As days go by, it’s always a blur, but bright things are ahead of us. Governor Greg Abbott says, ``Graduation outside are allowed.” Now personally, I’m not having hope for being able to graduate and walk the stage in front of my family and friends I grew up with.
Twelve years of hard work and dedication to one thing and one thing only -- the day you officially start your life as an adult on graduation day. Now every kid thinks about this day a thousand times before they graduate, They think about what they will do after high school; and yet we have these ideas in our head of how graduation will go and what we will do afterward -- but honestly we don’t really know what life has in store for us.
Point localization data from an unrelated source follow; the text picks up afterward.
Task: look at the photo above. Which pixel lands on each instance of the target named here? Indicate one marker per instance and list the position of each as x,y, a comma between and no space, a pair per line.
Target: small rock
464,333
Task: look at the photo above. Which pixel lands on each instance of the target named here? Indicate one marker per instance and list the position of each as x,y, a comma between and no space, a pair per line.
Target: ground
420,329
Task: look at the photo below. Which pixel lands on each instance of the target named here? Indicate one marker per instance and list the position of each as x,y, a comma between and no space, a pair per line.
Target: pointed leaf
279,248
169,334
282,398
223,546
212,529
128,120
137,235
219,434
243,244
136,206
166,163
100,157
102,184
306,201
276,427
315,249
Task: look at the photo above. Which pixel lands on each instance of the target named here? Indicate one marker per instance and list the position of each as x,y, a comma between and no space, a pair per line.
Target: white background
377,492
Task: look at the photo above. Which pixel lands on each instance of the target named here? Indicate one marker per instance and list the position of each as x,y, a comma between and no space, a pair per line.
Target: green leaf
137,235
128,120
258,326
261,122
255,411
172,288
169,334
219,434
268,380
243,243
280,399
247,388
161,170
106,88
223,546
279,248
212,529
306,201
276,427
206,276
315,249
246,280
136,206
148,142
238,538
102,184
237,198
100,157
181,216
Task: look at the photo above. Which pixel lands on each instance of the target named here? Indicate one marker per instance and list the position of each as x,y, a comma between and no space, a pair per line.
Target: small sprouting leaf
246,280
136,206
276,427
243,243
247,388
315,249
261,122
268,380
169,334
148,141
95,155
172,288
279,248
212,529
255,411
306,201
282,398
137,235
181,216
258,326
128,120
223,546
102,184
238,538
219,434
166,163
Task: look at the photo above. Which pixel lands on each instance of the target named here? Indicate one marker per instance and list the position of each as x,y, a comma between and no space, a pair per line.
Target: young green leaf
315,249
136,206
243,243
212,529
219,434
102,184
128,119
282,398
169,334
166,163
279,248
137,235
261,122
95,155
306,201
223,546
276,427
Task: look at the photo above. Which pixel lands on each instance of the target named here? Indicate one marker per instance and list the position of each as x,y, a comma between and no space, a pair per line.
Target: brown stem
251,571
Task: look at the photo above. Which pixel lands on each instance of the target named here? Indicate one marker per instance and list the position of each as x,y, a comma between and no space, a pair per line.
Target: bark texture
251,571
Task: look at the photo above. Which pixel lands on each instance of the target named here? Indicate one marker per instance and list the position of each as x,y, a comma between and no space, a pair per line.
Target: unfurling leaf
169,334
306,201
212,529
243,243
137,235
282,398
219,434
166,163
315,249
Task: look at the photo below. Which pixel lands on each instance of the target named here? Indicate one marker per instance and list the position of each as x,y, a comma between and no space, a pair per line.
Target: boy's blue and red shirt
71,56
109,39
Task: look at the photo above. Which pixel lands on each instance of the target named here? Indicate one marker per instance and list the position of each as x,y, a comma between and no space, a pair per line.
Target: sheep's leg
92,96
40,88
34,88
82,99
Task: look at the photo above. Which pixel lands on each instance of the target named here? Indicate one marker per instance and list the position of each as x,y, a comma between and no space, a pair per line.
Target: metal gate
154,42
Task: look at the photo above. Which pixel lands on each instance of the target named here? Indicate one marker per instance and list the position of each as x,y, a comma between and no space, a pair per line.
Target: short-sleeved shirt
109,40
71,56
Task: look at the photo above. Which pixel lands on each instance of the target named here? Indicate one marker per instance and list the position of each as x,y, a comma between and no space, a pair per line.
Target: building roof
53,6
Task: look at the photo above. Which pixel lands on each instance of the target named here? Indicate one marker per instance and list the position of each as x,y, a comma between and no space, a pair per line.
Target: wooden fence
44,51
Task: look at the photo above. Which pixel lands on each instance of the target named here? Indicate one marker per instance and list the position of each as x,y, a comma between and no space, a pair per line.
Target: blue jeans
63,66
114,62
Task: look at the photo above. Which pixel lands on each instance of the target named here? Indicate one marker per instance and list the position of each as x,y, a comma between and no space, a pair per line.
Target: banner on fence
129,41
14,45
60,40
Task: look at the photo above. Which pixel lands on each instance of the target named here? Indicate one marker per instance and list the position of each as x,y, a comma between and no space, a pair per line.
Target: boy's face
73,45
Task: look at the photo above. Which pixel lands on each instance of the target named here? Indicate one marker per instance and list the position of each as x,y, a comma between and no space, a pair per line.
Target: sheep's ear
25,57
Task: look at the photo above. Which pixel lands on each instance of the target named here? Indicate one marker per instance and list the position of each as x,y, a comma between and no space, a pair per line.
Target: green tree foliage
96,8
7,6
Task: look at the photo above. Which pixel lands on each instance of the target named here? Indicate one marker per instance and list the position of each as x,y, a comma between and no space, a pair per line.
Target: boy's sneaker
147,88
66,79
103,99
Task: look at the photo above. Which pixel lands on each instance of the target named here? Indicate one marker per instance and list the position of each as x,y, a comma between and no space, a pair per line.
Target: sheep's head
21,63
Personally, graduation means one thing. It means saying goodbye to the past twelve years of your life and saying hello to what comes next. Everyone has different plans for after high school, whether it’s trade school or college or going to work. Everyone is different. We all have different plans and memories we are gonna make, but one thing we will always remember is graduation day and our senior year.
Now the Class of 2020 is always going to be a year to remember not for the fact that COVID-19 took so much away, but that it also gave us a new look on life. On what’s important and that a community’s come together and helps each other out. We also won’t forget the people who took time out of their lives to “adopt a senior” or “adopt a kindergarten” or the people who just sent letters or bought stuff off Amazon and sent goodie baskets and gifts to seniors all around the world.
We won’t forget the little things that made this time so much easier and bearable. We won’t forget the people who risked their lives during this pandemic to keep stores open and the doctors and nurses who kept working when faced with something so scary it could have taken their lives.
So this week’s journal is basically saying how thankful I am to these people who have done so much and aren’t getting the recognition they should be getting. This world we live in is unfair and cruel and messed up at times, but if you look closely beyond what you can’t see, there is so much good in all of this craziness. People should take time and thank these people who have done so much and don’t get the credit or the thank you. So from the class of 2020, I would like to say thank you.
Editor’s note: Students in Blanco High School English classes have written weekly journals during the COVID-19 pandemic. Brooke Kotfas, BHS teacher, asked Taylor Royce to share her May 5 journal entry with The Blanco County News, and we share it with you here.